Abstract

To evaluate the clinical feasibility of interstitial brachytherapy by intraoperative free-hand catheter implantation in the treatment of early breast cancer after breast-conserving surgery (BCS). Between January 2018 and December 2019, 44 patients with early breast cancer after BCS who met the inclusion criteria ≥45 years old, invasive carcinoma ≤3 cm or ductal carcinoma in situ <2.5 cm, estrogen receptor positive, lymph node negative, surgical margin negative, no distant metastasis, and an ECOG performance score ≤1 were enrolled in this phase II single-arm study. The postoperative irradiation field includes the tumor bed plus 2-cm margin in all directions, except in the anterior-posterior direction. The total prescribed tumor dose was 3400 cGy delivered in 10 fractions twice daily at 6-hour intervals. The primary endpoints were acute side effects, late treatment-related toxicity, and cosmetic outcome.

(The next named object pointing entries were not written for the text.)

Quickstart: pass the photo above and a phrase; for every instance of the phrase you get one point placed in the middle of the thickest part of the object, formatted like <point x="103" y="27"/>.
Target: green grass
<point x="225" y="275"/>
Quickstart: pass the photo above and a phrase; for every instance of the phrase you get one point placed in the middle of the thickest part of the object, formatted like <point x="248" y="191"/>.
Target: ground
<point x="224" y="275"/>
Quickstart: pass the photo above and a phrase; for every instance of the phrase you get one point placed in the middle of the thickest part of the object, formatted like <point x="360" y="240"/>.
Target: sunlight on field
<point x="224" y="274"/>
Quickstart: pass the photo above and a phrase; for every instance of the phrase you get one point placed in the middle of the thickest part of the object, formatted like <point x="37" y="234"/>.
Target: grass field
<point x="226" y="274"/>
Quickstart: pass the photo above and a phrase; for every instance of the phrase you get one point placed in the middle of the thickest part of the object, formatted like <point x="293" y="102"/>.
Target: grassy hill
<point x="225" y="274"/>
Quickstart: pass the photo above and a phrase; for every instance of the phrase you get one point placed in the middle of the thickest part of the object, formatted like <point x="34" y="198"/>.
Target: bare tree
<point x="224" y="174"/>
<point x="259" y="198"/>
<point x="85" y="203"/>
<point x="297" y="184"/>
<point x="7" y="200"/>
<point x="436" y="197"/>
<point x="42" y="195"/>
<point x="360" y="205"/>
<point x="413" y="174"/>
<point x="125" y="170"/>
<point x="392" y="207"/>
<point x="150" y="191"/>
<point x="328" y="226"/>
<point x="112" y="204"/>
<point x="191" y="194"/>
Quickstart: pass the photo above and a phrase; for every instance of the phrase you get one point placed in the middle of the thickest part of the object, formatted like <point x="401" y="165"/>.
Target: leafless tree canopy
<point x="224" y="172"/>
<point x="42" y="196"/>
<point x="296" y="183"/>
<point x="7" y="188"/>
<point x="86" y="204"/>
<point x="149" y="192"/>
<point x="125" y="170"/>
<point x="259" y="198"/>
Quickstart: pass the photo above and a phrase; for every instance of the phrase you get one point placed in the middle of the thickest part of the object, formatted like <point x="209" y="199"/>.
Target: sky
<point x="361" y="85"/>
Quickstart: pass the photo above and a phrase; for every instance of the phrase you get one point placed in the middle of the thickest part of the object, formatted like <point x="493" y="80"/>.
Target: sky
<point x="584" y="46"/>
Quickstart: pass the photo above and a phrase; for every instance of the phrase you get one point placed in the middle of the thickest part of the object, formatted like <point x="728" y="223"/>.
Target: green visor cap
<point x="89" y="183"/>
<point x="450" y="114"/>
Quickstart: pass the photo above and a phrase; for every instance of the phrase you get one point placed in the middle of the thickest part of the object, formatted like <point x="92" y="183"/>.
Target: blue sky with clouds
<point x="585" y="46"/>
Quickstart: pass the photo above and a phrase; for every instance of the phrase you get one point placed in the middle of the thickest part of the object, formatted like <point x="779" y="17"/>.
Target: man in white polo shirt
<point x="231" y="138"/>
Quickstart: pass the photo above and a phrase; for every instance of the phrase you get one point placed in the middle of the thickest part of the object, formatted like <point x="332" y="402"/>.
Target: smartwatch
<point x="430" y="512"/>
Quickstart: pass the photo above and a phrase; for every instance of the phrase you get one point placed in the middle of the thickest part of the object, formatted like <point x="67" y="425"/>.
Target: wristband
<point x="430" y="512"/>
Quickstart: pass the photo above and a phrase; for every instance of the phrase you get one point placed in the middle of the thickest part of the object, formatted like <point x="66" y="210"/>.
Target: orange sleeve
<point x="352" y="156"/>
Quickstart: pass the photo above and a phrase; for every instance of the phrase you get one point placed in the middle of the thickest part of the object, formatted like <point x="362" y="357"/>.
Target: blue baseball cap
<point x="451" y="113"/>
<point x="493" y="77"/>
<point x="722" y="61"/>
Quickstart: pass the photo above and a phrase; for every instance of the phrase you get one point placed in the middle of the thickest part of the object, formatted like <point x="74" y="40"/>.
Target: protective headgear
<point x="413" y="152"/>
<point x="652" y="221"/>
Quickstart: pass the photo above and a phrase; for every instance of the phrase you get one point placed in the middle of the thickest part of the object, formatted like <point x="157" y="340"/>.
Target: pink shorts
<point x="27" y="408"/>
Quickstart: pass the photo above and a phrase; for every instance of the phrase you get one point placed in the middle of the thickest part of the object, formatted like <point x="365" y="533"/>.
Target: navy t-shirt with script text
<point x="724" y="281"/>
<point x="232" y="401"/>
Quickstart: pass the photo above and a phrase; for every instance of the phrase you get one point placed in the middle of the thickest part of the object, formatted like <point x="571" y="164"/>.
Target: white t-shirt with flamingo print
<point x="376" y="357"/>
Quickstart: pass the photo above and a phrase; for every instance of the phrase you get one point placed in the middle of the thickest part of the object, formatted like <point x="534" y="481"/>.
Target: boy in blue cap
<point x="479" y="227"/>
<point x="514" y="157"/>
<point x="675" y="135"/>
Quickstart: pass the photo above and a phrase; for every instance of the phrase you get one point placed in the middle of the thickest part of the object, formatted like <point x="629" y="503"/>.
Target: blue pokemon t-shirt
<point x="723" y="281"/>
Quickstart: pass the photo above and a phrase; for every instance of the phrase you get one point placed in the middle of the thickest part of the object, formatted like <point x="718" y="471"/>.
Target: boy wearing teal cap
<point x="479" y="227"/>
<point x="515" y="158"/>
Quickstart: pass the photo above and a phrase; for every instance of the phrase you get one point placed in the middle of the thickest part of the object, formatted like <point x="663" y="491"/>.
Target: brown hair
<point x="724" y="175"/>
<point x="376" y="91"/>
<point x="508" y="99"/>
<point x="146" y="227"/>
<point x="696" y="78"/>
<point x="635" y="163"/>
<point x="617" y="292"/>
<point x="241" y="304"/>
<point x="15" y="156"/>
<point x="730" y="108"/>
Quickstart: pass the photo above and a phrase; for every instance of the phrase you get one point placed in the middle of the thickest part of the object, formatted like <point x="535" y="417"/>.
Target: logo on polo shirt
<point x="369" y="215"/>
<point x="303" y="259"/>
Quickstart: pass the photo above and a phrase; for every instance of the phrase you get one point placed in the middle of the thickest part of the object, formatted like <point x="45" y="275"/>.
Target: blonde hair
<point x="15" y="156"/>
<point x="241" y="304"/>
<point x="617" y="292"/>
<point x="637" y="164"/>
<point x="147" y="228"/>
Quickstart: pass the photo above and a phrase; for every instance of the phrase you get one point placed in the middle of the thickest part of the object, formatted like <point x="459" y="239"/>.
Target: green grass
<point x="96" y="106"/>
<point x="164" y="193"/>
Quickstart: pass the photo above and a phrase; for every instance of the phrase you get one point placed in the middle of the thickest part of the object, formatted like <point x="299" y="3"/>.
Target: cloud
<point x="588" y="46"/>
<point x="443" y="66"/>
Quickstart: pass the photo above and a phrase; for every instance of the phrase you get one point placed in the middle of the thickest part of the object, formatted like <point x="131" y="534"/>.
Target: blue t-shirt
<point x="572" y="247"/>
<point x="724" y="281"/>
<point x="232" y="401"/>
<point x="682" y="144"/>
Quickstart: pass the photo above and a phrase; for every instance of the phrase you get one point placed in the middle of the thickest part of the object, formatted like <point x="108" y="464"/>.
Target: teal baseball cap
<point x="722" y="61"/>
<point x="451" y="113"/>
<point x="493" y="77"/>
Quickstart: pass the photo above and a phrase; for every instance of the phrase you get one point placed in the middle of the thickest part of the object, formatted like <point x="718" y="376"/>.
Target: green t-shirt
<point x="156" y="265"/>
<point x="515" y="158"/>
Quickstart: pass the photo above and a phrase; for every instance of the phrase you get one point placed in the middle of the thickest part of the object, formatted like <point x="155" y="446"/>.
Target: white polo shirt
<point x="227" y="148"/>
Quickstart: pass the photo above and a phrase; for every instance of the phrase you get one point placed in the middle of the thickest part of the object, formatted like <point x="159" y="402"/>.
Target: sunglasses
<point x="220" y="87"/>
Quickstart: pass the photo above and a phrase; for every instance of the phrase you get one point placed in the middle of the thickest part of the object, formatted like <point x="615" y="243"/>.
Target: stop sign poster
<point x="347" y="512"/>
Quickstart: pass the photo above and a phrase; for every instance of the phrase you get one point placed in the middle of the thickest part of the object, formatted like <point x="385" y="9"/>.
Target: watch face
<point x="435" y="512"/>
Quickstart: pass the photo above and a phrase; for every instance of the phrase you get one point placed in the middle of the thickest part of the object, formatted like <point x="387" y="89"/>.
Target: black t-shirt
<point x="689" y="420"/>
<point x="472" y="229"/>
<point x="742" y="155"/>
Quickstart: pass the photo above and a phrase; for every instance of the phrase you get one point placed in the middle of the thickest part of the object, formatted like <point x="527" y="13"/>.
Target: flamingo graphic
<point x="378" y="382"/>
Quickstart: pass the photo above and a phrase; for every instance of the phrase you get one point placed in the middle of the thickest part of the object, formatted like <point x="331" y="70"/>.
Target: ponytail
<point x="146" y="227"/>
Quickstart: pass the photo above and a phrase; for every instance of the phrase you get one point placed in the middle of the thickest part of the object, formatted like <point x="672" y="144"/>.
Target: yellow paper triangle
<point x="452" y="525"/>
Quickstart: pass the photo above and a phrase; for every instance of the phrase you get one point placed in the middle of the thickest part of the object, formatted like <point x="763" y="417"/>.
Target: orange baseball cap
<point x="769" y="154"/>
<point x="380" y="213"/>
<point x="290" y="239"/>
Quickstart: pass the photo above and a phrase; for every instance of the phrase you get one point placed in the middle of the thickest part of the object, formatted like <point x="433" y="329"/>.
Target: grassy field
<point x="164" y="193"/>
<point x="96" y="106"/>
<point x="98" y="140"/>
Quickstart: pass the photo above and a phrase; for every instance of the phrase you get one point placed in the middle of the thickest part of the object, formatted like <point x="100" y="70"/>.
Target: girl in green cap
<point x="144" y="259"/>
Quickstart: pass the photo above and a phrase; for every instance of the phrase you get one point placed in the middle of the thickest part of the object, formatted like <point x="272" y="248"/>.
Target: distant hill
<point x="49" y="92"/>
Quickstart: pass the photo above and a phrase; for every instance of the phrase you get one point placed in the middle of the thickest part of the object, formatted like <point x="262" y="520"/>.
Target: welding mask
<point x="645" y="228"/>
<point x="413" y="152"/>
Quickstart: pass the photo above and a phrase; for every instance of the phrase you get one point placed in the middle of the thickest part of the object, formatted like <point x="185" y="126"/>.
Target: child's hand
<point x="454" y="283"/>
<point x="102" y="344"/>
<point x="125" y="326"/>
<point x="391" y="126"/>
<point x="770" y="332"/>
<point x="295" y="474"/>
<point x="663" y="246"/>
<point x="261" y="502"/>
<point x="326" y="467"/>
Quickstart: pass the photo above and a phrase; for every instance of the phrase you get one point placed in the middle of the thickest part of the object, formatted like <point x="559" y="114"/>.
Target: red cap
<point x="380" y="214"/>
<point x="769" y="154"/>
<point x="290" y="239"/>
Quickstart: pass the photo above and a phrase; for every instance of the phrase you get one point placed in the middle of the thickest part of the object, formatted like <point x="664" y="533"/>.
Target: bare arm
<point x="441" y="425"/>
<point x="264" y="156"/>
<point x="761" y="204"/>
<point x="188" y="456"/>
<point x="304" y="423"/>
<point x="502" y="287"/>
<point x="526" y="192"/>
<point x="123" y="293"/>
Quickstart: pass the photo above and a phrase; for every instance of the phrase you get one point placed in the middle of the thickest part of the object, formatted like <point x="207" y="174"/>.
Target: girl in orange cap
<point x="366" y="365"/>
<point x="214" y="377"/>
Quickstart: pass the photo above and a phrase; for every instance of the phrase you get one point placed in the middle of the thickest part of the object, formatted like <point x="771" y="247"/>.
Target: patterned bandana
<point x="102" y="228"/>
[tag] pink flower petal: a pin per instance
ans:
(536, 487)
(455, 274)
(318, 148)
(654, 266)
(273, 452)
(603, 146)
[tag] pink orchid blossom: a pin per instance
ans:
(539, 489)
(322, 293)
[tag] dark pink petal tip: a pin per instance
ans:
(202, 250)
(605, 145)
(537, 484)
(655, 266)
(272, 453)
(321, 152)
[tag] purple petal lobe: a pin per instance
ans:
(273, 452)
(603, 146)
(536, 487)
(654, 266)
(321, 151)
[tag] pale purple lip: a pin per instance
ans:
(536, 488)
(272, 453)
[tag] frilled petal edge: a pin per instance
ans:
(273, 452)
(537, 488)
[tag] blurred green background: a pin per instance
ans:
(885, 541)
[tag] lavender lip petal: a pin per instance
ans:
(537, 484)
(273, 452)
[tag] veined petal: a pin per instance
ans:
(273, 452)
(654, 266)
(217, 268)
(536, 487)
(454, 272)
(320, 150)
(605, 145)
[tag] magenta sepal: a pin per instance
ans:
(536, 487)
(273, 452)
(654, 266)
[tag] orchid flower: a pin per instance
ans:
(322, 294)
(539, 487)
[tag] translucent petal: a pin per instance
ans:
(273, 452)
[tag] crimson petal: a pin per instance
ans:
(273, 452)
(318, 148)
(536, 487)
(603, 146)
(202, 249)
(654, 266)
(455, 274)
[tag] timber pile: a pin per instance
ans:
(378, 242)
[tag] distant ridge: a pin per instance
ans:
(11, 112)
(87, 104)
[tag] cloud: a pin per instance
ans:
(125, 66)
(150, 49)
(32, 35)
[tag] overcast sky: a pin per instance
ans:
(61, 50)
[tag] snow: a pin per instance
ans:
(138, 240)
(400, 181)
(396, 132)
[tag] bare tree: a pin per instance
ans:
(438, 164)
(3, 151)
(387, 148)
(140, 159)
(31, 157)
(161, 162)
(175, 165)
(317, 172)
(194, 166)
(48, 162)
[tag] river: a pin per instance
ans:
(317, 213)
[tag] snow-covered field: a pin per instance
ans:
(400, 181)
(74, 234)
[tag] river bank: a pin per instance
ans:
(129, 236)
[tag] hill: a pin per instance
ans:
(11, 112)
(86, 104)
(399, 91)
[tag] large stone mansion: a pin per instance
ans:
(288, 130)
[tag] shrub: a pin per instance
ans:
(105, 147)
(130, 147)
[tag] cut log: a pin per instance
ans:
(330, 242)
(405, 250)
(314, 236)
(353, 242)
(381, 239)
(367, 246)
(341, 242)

The secondary endpoints were local recurrence-free survival (LRFS), regional recurrence-free survival (RRFS), distant metastasis-free survival (DMFS), and overall survival (OS). The median follow-up time was 33.5 months (mean, 32.9 months; range, 20-43 months). The cosmetic results were good to very good in 92.3% of the questionnaire respondents. The acute toxicities were mild, and no acute grade 3-4 toxicity was noted. Wound infection was noted in two patients (4.5%). There was only one event of regional lymph node recurrence in one patient. The 3-year LRFS, DMFS, and OS were 100%, and RRFS was 94.7%. For two patients who had a positive lymph node based on their final pathology reports, postoperative irradiation, including whole breast and regional lymph nodes, was added. Accelerated partial breast irradiation using interstitial brachytherapy with the intraoperative free-hand catheter implantation technique provides an alternative method of postoperative radiotherapy for selected patients with early breast cancer after BCS with acceptable toxicities.